TUI Cruises, the joint venture, will launch with one ship in early 2009 and will ultimately grow to a fleet of three vessels. The first ship, as yet unnamed, will be an existing vessel and will be refurbished prior to its debut. The next two will be new-builds and will debut in 2011 and 2012.
Royal Caribbean and TUI AG will each hold a 50 percent ownership.
If TUI sounds familiar to you it may be because Carnival Corporation had announced this time last year that it would form a joint venture with TUI AG to market and operate two German-focused cruise lines. One would have been the existing AIDA, which is already part of the Carnival Corp. family of cruise lines; the other would be a new Tui Cruises brand.
Indeed, at the time, Carnival Corporation Chairman and CEO Micky Arison sang TUI's praises in a statement: "TUI is a highly diversified and experienced company in the European travel and tourism sector and has extensive brand awareness throughout Europe, particularly in Germany. By combining TUI's strengths with Carnival's tremendous experience in building, operating and marketing cruise ships, we are creating an excellent platform for growth in the rapidly expanding German cruise market."
Alas, European regulators put a kibosh on the deal and now it appears that Royal Caribbean has swooped in and scooped it.
This deal, too, is subject to approval.
The new line, regardless of who owns it, is meant to ramp up Germany's already thriving cruise business. Carnival's AIDA, on one hand, offers an innovative and ultra-contemporary style of cruising while Hapag Lloyd, another major line, focuses on top-notch luxury and expedition voyages. The new TUI Cruises will aim for territory in the middle -- offering a slightly more upscale but outright luxurious onboard ambience.

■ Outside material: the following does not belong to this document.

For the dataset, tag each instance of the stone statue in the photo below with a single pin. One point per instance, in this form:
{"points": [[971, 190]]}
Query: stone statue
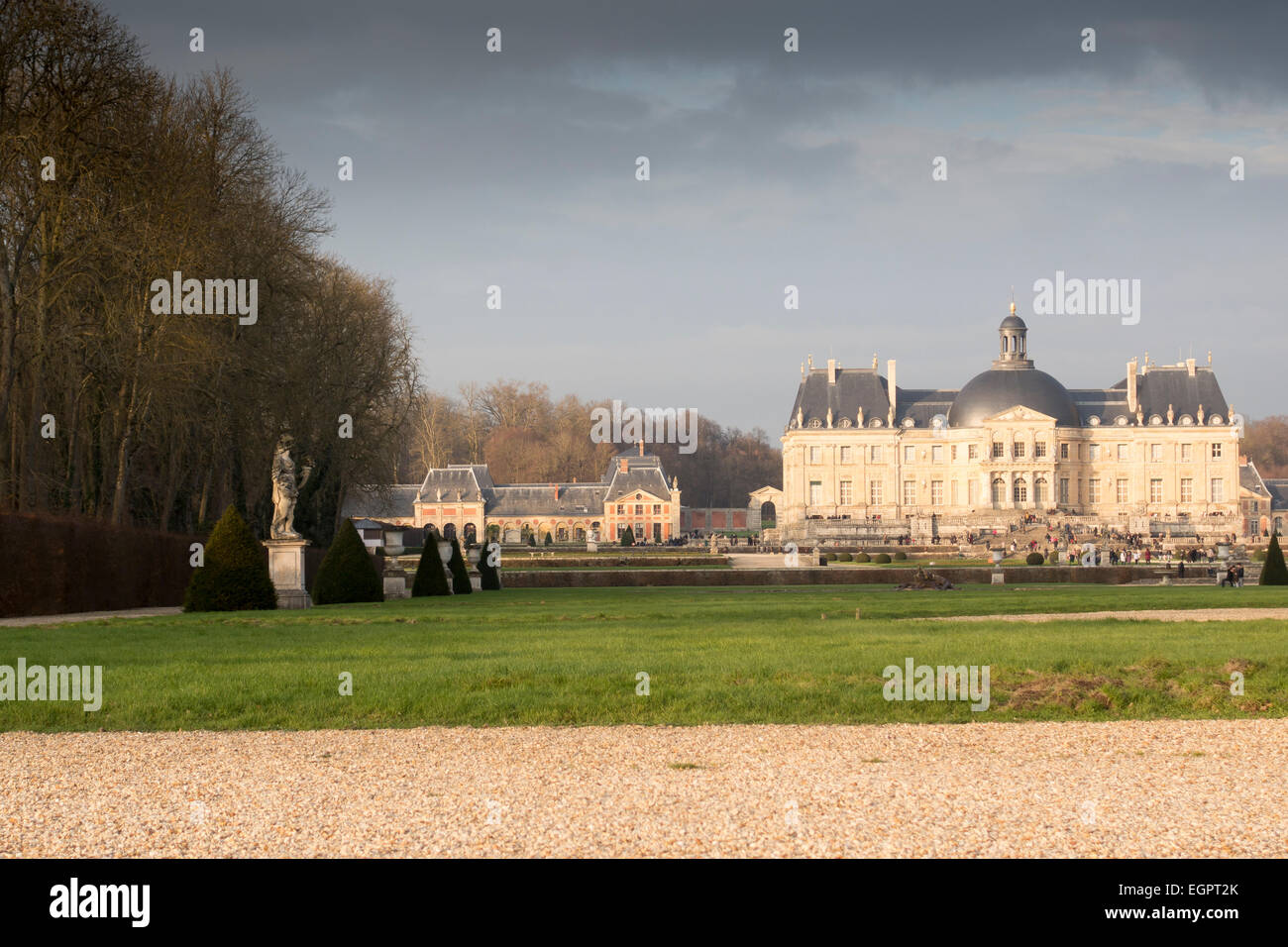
{"points": [[286, 489]]}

Both Royal Caribbean and TUI AG are major players in the industry. RCCL, with 35 ships, is the world's second largest line. TUI AG owns Hapag-Lloyd along with 51 percent of shares in TUI Travel PLC, a London-based company that operates ships under the Thomson banner. As a result of another Royal Caribbean joint venture, the company also operates the U.K.-based Island Cruises.